According to a third aspect, an embodiment of the present disclosure provides a computing device. The computing device includes a processor, a memory, a communication interface, and a bus. The processor, the memory, and the communication interface may be connected to each other through an internal bus, or may communicate with each other in another manner, for example, wireless transmission. The memory may store computer instructions. The processor is configured to perform any possible implementation of the first aspect to implement functions of modules. The communication interface is configured to receive an input related signal.

According to a fourth aspect, an embodiment of the present disclosure provides a computing device cluster. The computing device cluster may be used in the method provided in the first aspect. The computing device cluster includes at least one computing device.

In specific implementation, the computing device may be a server, for example, a central server, an edge server, or a local server in a local data center. Alternatively, the computing device may be a terminal device, for example, a desktop computer, a notebook computer, or a smartphone.

In a possible implementation of the fourth aspect, memories of one or more computing devices in the computing device cluster may also separately store some instructions used to perform the model compression method. In other words, the one or more computing devices may be combined to jointly execute instructions used to perform the model compression method provided in the first aspect.

Memories of different computing devices in the computing device cluster may store different instructions to separately perform some functions of the model compression apparatus provided in the second aspect. In other words, the instructions stored in the memories of the different computing devices may implement functions of one or more modules in the obtaining module and the quantization module.

In a possible implementation of the fourth aspect, one or more computing devices in the computing device cluster may be connected through a network. The network may be a wide area network, a local area network, or the like.

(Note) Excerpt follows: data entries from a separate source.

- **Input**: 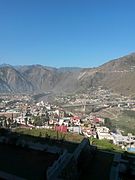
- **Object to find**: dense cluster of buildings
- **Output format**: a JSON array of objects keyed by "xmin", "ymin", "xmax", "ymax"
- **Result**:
[{"xmin": 0, "ymin": 93, "xmax": 135, "ymax": 152}]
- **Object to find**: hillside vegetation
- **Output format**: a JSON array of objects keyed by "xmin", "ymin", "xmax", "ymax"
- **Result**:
[{"xmin": 112, "ymin": 110, "xmax": 135, "ymax": 135}]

According to a fifth aspect, an embodiment of the present disclosure provides a computer-readable storage medium. The computer-readable storage medium stores instructions. The instructions run on a computing device, so that the computing device performs the method in the foregoing aspects.

In this application, based on the implementations according to the foregoing aspects, the implementations may be further combined to provide more implementations.

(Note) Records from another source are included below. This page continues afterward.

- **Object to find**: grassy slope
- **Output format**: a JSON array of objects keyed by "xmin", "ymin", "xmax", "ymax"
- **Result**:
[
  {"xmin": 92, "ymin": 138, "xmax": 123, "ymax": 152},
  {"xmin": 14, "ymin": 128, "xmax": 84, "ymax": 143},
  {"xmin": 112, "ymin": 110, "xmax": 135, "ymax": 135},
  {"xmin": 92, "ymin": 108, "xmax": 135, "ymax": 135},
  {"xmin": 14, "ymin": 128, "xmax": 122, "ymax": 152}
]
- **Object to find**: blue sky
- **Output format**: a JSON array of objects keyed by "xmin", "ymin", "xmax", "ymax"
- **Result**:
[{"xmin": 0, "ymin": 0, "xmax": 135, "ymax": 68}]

BRIEF DESCRIPTION OF DRAWINGS

To describe the technical solutions in embodiments of the present disclosure more clearly, the following briefly describes the accompanying drawings required for describing embodiments.

FIG. 1 is a schematic flowchart of a model compression method according to this application;

FIG. 2 is a schematic flowchart of generating quantization bits of a neural network model according to this application;

FIG. 3 is a schematic flowchart of performing iterative variation on a first quantization bit set for a plurality of times according to this application;

FIG. 4 is a schematic diagram of a structure of a model compression apparatus according to this application;

FIG. 5 is a schematic diagram of a structure of a computing device according to this application;

FIG. 6 is a schematic diagram of a structure of a computing device cluster according to this application; and

FIG. 7 is a schematic diagram of a structure of another computing device cluster according to this application.

DESCRIPTION OF EMBODIMENTS

FIG. 1 is a schematic flowchart of a model compression method according to this application. As shown in FIG. 1, the model compression method in this application includes the following steps.

S110: A computing device generates quantization bits of a neural network model.

In some possible embodiments, the neural network model may be a deep neural network model, a convolutional neural network model, a recurrent neural network model, a variant of these neural network models, a combination of these neural networks, or the like. This is not specifically limited herein. The neural network model may include a plurality of layers. Each layer includes a plurality of first weights. The first weights are of a floating-point type. The first weight of each layer of the neural network model is obtained through training with a large amount of known data and labels corresponding to the known data.

In some possible embodiments, the quantization bits of the neural network model include a quantity of quantization bits of each layer of the neural network model. Herein, values of the quantization bits of the neural network model may be mixed. In other words, the quantities of quantization bits of the layers of the neural network model may be different. Because different layers of the neural network model have different sensitivity to a quantization error caused by quantization, a quantity of quantization bits of a weight of a layer with high sensitivity to the quantization error is large, and a quantity of quantization bits of a weight of a layer with low sensitivity to the quantization error is small. Therefore, a precision loss of the neural network model caused by quantization can be minimized while a compression ratio is ensured. For example, if a quantity of layers of the neural network model is 5, and the quantization bits of the neural network model are {2, 4, 8, 2, 2}, it indicates that a weight of a first layer of the neural network model is quantized into a 2-bit integer, a weight of a second layer of the neural network model is quantized into a 4-bit integer, a weight of a third layer of the neural network model is quantized into an 8-bit integer, a weight of a fourth layer of the neural network model is quantized into a 2-bit integer, and a weight of a fifth layer of the neural network model is quantized into a 2-bit integer. In the foregoing example, an example in which the quantity of layers of the neural network model is 5 and the quantization bits of the neural network model are {2, 4, 8, 2, 2} is used for description. In actual application, both the quantity of layers of the neural network model and the values of the quantization bits may be other values. This is not specifically limited herein.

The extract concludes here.